Cohen, born in 1934 in Montreal, was playing folk guitar by the time he was 15, when he learned the resistance song, “The Partisan,” working at a camp, from an older friend.
“We sang together every morning, going through The People’s Song Book from cover to cover,” he recalled in his first “Best Of” compilation in 1975. “I developed the curious notion that the Nazis were overthrown by music.”
As a student at McGill University, he became part of Montreal’s burgeoning alternative art scene, one bursting with nervous energy at a time that tensions between Quebec’s French and English speakers were coming to the fore.
His influences included Irving Layton, the seminal Canadian Jewish poet who taught at McGill, and like Cohen, grappled with the tensions between the secular world and the temptations of faith.
He began to publish poetry and then novels, and was noticed by the national Canadian press. Moving to New York in the late 1960s (his song, “Chelsea Hotel,” is about his stay and that notorious refuge for the inspired, the insane and the indigent), he began to put his words to music.

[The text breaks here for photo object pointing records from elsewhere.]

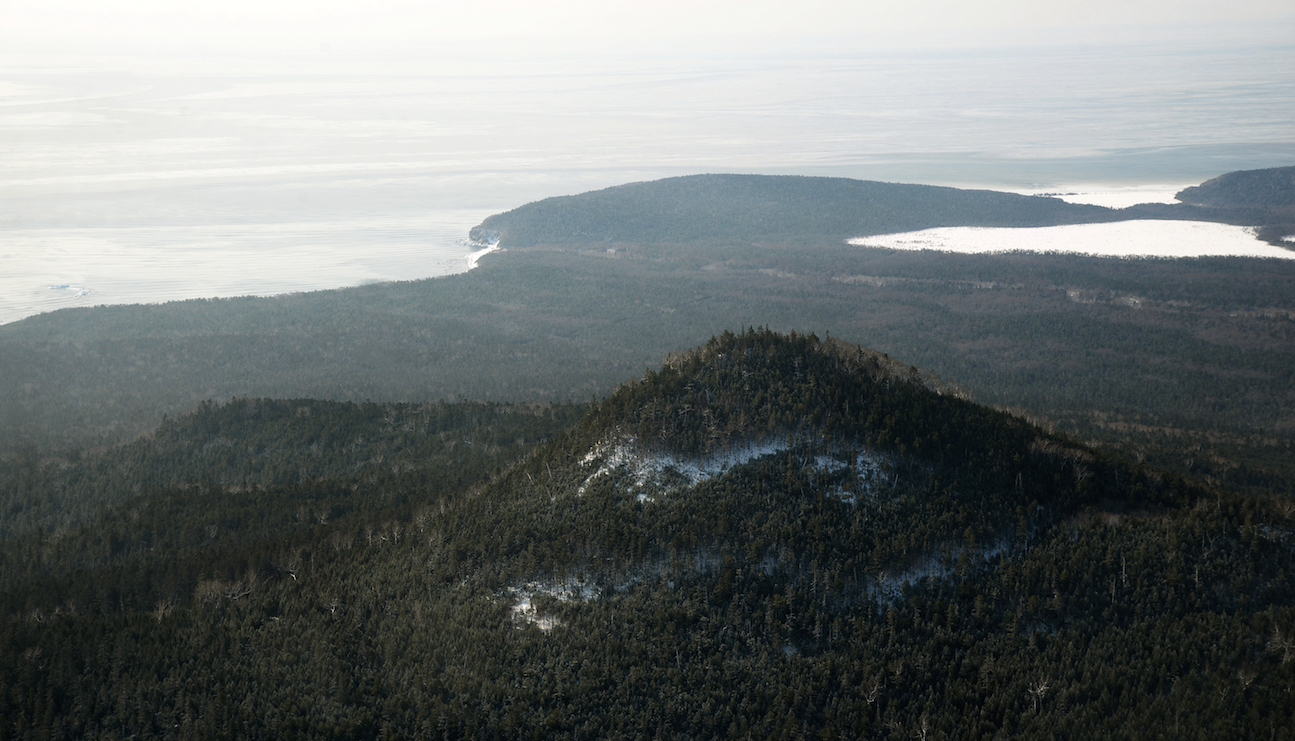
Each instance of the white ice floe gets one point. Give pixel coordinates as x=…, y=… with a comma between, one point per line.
x=1151, y=239
x=474, y=257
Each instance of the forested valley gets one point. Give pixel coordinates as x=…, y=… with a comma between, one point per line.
x=675, y=463
x=771, y=535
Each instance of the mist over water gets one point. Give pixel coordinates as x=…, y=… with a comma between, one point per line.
x=126, y=180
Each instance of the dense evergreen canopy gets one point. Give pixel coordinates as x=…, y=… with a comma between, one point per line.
x=777, y=536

“Suzanne,” about the devastating platonic affair with a friend’s wife that was a factor in his leaving Montreal, was recorded by Judy Collins and became a hit; his career was launched.

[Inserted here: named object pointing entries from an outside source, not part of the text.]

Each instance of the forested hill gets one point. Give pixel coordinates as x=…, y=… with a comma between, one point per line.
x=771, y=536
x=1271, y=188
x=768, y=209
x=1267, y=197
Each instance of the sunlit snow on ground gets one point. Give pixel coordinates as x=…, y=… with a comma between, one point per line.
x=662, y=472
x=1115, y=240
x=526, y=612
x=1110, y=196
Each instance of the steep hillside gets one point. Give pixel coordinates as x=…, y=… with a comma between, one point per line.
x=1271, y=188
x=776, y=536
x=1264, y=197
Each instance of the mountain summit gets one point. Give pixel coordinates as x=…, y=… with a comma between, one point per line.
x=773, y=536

Cohen sang in his limited bass, and wrote his songs so he could sing them; they would have been dirges but for their surprising lyrical turns and their reckoning with joy in unexpected places.
In “Bird on the Wire,” one of his most covered songs, he recovers from a crippling guilt when he finds inspiration in a beggar, and then in a prostitute: “And a pretty woman, leaning in her darkened door/ She cried to me, ‘Hey why not ask for more.’”
Cohen embraced Buddhism, but never stopped saying he was Jewish. His music more often than not dealt directly not just with his faith, but with his Jewish people’s story.
His most famous song, covered hundreds of times, is “Hallelujah” – he has said its unpublished verses are endless, but in its recorded version, it is about the sacred anguish felt by King David as he contemplates the beauty of the forbidden Bathsheba.